The proposed regulations would apparently also apply to “hallucination-related incidents” such as an AI telling a user that their car is no longer on the road because it was “relocated.” Such incidents would require reporting and could result in compliance penalties.
“We’re committed to ensuring that AI systems don’t make up facts in ways that cause real-world harm,” Kressman said. “That’s why we’re establishing clear guidelines around what constitutes an acceptable hallucination rate.”
As of now, the Hallucination Mitigation Certification Authority has no budget, no staff, and no legal authority. However, Kressman insists that the concept “is being seriously considered” and that a formal proposal will be released in the coming weeks.
“We’re not trying to stifle innovation,” Kressman said. “We’re trying to ensure that AI systems maintain a certain level of truthfulness in their outputs. That’s the right thing to do.”
The proposed regulations would apparently not apply to “non-customer-facing hallucinations,” such as when an AI internally confuses a user’s name with a different user’s name.
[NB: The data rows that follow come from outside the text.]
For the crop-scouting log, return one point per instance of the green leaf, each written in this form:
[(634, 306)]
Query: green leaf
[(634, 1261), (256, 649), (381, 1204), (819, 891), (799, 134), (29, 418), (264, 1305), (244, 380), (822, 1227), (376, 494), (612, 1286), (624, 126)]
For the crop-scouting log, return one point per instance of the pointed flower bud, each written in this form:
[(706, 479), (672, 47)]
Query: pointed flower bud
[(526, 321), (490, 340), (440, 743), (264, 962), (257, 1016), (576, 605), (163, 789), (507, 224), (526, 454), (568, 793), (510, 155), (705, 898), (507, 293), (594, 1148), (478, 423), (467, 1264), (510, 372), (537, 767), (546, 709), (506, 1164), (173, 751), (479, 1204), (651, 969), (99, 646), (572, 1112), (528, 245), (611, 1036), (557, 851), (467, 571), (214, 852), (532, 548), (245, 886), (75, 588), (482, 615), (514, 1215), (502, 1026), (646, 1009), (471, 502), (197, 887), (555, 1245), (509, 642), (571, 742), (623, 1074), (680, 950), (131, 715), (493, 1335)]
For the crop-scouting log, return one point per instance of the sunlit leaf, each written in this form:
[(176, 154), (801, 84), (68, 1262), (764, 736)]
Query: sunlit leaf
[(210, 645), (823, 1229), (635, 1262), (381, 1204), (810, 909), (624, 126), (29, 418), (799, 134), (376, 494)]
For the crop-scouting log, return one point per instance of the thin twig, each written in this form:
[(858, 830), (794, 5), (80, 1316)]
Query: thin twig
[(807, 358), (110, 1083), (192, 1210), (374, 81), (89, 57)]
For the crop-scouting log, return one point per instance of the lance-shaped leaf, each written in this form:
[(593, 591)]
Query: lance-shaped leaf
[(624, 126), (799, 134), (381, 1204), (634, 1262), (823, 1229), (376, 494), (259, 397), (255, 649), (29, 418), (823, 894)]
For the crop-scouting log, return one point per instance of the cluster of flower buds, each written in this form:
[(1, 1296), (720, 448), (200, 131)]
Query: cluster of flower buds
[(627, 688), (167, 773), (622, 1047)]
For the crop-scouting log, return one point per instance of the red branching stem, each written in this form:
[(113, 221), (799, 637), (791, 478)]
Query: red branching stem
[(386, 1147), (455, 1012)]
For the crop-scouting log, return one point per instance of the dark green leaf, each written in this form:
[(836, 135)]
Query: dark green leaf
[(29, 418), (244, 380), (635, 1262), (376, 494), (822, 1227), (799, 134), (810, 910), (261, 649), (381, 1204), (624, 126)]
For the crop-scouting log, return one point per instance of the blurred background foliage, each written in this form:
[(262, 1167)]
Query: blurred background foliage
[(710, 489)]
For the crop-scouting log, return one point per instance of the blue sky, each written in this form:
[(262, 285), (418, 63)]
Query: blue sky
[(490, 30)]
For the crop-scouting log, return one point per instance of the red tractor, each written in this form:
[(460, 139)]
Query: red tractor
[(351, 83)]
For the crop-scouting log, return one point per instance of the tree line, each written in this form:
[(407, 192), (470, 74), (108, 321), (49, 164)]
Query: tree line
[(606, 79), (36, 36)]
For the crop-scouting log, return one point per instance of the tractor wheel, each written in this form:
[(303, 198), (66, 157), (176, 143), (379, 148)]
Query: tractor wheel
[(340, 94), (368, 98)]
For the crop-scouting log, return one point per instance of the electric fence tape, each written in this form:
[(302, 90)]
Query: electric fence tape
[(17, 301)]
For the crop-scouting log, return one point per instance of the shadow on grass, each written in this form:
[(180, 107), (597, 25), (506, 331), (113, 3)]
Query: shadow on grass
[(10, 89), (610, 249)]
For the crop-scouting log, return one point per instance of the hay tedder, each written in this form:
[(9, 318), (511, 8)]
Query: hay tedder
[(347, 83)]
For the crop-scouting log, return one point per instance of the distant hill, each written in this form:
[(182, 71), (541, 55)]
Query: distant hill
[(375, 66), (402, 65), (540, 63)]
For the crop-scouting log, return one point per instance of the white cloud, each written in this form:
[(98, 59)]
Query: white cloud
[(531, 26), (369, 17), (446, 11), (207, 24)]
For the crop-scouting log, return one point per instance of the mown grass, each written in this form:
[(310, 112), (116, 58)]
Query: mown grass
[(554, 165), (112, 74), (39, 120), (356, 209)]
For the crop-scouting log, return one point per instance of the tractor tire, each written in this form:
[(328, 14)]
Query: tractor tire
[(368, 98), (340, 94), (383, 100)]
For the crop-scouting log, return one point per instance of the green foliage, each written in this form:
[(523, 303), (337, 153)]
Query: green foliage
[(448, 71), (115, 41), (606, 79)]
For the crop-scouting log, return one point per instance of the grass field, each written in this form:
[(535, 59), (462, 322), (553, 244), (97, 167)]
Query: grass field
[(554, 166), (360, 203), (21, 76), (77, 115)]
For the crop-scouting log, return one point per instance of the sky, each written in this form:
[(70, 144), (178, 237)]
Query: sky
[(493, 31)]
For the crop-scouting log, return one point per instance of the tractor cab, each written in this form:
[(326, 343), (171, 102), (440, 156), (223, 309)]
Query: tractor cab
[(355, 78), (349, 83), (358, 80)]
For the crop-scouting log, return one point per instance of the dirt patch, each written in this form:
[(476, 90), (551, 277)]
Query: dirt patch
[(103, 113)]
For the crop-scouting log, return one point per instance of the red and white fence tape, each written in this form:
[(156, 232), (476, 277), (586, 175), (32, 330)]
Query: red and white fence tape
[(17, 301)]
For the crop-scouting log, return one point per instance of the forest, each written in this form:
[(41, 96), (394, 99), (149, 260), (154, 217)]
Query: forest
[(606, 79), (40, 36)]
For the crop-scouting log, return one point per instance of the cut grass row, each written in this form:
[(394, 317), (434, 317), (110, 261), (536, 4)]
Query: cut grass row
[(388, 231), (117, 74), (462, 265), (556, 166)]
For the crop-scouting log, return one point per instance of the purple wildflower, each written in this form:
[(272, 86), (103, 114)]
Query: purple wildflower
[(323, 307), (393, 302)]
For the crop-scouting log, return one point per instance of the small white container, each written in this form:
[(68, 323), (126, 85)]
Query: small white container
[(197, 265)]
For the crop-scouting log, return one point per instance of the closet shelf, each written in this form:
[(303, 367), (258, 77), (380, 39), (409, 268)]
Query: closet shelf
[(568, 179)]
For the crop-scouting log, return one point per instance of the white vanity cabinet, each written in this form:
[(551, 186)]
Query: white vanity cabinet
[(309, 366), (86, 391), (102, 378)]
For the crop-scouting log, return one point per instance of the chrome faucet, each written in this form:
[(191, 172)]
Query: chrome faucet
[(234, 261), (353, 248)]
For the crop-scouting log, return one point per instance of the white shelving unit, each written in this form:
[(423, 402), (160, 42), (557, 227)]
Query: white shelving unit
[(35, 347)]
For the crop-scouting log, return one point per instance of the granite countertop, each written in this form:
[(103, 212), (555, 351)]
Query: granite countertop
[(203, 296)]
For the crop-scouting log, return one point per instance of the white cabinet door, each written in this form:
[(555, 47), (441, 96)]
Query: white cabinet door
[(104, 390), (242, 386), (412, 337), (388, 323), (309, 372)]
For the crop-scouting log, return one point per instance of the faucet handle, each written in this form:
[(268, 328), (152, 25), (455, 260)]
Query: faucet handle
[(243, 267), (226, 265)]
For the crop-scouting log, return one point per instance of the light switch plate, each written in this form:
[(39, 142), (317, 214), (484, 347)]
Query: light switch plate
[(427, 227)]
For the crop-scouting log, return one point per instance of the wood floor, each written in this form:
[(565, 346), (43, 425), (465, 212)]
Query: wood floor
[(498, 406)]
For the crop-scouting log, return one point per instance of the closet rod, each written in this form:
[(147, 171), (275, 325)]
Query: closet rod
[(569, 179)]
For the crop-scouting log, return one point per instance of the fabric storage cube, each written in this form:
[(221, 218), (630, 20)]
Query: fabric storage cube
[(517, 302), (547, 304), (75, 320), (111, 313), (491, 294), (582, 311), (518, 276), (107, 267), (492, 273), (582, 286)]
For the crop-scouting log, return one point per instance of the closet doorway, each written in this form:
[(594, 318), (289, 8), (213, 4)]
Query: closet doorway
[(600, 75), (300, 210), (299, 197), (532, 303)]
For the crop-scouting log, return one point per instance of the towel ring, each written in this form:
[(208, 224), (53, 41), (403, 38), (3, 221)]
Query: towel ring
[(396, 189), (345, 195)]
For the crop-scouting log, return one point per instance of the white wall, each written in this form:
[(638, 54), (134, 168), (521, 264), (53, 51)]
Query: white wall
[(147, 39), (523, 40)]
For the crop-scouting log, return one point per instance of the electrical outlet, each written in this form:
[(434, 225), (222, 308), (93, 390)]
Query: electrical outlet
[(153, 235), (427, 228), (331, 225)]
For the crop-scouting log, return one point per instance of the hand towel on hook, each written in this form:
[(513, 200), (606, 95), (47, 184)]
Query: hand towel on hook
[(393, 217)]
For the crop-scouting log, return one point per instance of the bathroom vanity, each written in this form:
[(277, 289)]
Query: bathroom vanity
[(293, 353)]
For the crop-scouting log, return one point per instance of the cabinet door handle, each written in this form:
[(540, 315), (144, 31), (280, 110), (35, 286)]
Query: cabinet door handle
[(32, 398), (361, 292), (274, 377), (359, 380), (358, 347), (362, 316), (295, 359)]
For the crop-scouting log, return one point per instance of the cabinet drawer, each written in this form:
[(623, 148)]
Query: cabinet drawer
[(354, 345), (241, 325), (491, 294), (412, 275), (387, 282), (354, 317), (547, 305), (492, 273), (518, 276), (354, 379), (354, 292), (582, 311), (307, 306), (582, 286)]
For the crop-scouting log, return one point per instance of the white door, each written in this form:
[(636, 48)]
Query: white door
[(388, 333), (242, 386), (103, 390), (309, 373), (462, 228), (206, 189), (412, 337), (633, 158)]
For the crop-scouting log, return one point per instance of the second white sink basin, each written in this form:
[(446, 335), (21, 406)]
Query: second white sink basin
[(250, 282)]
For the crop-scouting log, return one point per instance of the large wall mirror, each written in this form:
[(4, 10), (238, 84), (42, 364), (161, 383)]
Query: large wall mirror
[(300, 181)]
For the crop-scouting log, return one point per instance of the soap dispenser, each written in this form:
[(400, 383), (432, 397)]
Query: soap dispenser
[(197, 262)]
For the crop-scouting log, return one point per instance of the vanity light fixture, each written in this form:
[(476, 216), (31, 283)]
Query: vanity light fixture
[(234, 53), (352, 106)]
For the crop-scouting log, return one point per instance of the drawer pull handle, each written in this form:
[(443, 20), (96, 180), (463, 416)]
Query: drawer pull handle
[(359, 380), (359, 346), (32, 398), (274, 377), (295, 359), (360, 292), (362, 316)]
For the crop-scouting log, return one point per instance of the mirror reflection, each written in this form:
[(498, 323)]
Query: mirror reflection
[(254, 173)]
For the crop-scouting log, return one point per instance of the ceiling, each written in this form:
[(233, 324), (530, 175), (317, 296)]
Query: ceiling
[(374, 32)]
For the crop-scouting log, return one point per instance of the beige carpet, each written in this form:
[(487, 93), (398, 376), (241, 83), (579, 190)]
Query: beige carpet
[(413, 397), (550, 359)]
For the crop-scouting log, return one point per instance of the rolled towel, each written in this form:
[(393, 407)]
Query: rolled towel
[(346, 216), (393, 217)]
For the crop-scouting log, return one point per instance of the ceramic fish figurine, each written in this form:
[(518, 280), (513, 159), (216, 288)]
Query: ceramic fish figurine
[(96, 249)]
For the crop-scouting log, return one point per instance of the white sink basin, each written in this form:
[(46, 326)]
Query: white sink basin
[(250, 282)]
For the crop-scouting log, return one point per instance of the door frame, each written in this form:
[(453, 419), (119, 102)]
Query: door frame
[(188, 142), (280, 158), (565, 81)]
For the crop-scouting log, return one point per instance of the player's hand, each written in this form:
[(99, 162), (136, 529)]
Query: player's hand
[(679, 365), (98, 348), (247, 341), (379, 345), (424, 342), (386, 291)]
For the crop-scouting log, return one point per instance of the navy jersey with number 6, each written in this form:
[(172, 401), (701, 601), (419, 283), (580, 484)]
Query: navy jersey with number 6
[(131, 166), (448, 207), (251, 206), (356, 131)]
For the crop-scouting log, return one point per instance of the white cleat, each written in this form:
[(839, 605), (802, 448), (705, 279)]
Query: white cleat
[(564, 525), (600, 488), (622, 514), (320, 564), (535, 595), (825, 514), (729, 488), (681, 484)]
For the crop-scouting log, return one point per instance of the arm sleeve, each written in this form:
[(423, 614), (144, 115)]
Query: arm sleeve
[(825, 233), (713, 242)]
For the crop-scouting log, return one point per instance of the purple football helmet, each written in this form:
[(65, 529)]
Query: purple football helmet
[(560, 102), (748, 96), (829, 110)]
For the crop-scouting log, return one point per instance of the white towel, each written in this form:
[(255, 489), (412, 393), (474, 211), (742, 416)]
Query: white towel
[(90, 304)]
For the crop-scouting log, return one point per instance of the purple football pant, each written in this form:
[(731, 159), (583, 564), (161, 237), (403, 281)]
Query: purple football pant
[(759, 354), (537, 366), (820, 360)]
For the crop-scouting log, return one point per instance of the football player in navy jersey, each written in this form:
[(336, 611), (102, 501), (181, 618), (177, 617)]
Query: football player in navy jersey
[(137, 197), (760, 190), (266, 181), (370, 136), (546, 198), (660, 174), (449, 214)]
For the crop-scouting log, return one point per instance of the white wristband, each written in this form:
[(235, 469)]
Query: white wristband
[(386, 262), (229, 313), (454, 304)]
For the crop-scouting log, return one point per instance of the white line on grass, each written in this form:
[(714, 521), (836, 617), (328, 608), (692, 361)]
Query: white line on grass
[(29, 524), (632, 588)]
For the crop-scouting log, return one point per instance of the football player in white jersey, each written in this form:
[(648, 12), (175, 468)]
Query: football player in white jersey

Kressman said this is an “acceptable level of internal variance” that doesn’t require regulation.
Tech companies that are already facing scrutiny over their hallucination rates include several major AI providers that have recently announced “new reliability upgrades.” One company’s CEO told investors that their “hallucination rate has been reduced from 4% to 3.5%,” which Kressman says “will need to be verified by the HMCA before any claims are allowed.”
As the proposed agency nears completion, it remains unclear whether it will ever actually have the power to regulate anything. But according to Kressman, “we’re prepared to take whatever action is necessary to ensure AI systems don’t hallucinate their way out of compliance.”